Industry blames the education system for not producing the 'finished work-ready goods', while the education sector bemoans the lack of industry support - from shaping curricula to offering the work placements through education that will open young people's eyes to the reality of work. They're both right, and I hope UBP will help cement some of the links that are clearly lacking.
For me though, one of the most disconcerting aspects of the past two years has been the disconnect in what academia is, and should be, about. For me, teaching the next generation and opening their minds so that they can make the bridge into a career is the vital aspect. I put everything of myself into that part of university life - yet it actually counts for nothing on my PhD.
While internal student satisfaction and, increasingly the National Student Survey play a part in grading the department and attracting students, our funding is based on the quality of published research - written by academics for academics and largely read by three old men and a dog. Teaching is secondary and lecturers are recruited into the department on the basis of the the funding their research will attract.
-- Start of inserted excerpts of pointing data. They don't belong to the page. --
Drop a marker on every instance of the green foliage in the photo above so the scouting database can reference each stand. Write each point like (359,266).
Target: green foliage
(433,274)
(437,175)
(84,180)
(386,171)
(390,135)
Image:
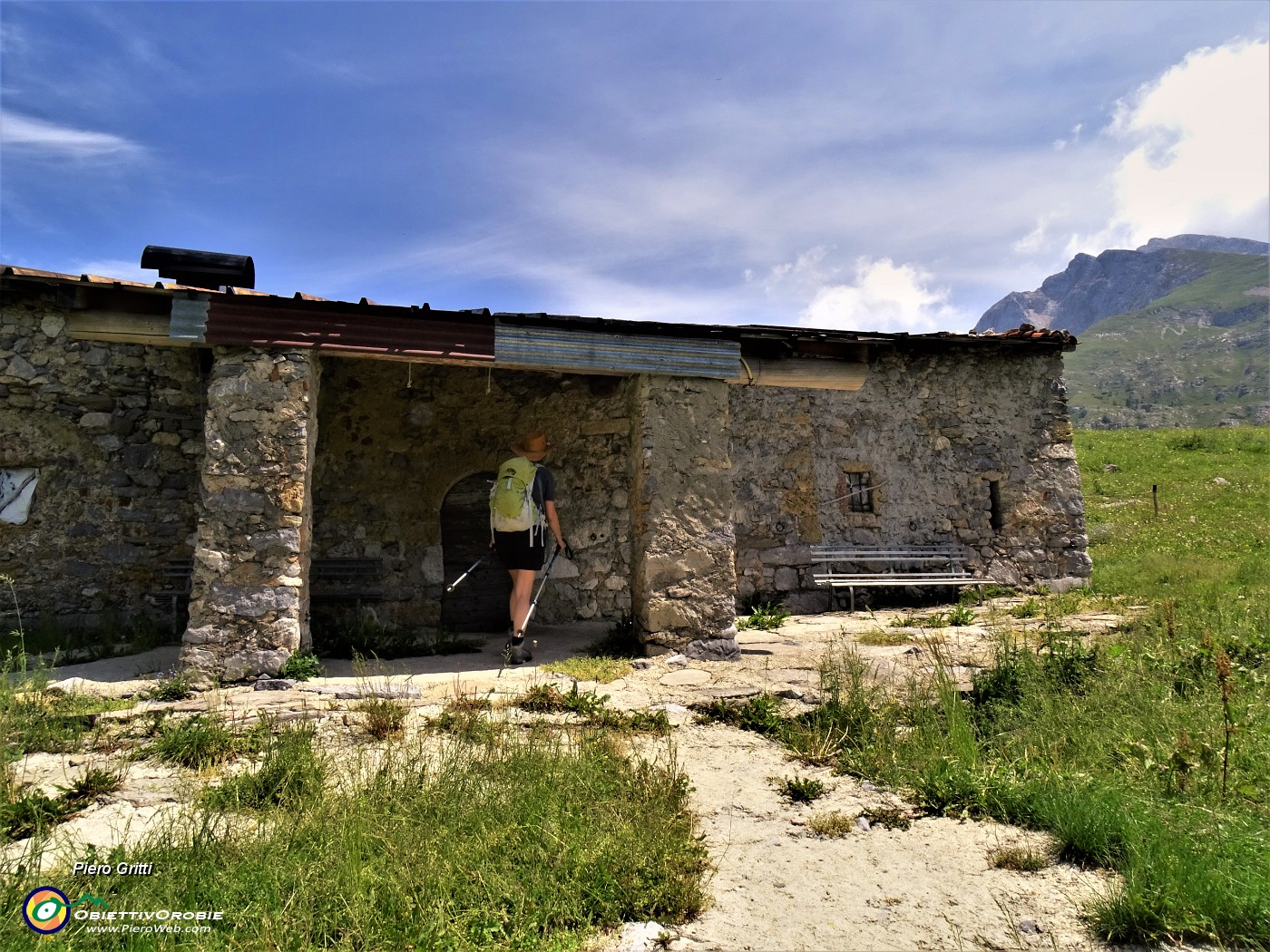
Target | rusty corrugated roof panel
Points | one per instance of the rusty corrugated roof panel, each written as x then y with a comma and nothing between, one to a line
352,329
473,332
609,353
There's a fundamental dichotomy here. True, some great researchers are also great teachers but it's by no means always the case. At the moment, great teaching doesn't attract funding and so there's little incentive for departments to recruit staff members who will make the student experience truly memorable. If it happens now, it's by luck not judgement.
The next generation is not attracted to study in our institutions by the scholarly articles we publish (ok, I've only published one...and a review) but will increasingly be attracted by the electronic word-of-mouth of social media - the views of current students - and by tracking where our graduates end up in their working lives. We are not an end in ourselves. For the next generation of students, employability will be far more a pressing reason to choose or reject a department than the research interests of the faculty.
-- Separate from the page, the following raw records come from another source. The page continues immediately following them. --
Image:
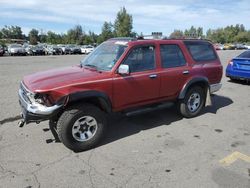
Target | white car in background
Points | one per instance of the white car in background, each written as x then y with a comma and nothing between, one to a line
247,46
86,49
16,49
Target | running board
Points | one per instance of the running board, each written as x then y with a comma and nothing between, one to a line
149,109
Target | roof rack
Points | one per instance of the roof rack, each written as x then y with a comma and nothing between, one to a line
124,38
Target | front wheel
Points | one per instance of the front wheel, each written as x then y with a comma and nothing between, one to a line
192,103
81,127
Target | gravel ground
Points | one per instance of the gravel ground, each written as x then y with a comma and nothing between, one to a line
157,149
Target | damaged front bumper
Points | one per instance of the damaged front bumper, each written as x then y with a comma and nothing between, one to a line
33,111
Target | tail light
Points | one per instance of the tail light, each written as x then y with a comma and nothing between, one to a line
231,62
So where am I heading with this? Well, I'm beginning to draw my conclusions. In brief, they are:
- Providing funding to departments only on the basis of research devalues the teaching experience and is unsustainable in a new era of growing student choice
- Students want good teaching and more informed contact time - most don't give a toss about the department's reputation for scholarly research
- The university experience has to add another layer: subject specialist excellence has to remain at the forefront, but especially in non-vocational subjects, there needs to be a far greater emphasis on supporting students across the transition from school to university and then from university into work
- Industry/university partnerships are not a dirty concept - they will become ever-more essential and need to break out of the narrow confines of law firm - law department and 'big four' - business school and embrace all departments and all types of industrial and commercial organisation
- Teaching experience and skill should be a measured and rewarded aspect of PhD study for any researcher contemplating an academic career
- We need to instill greater discipline in students at university level - not to do so is bad for everyone.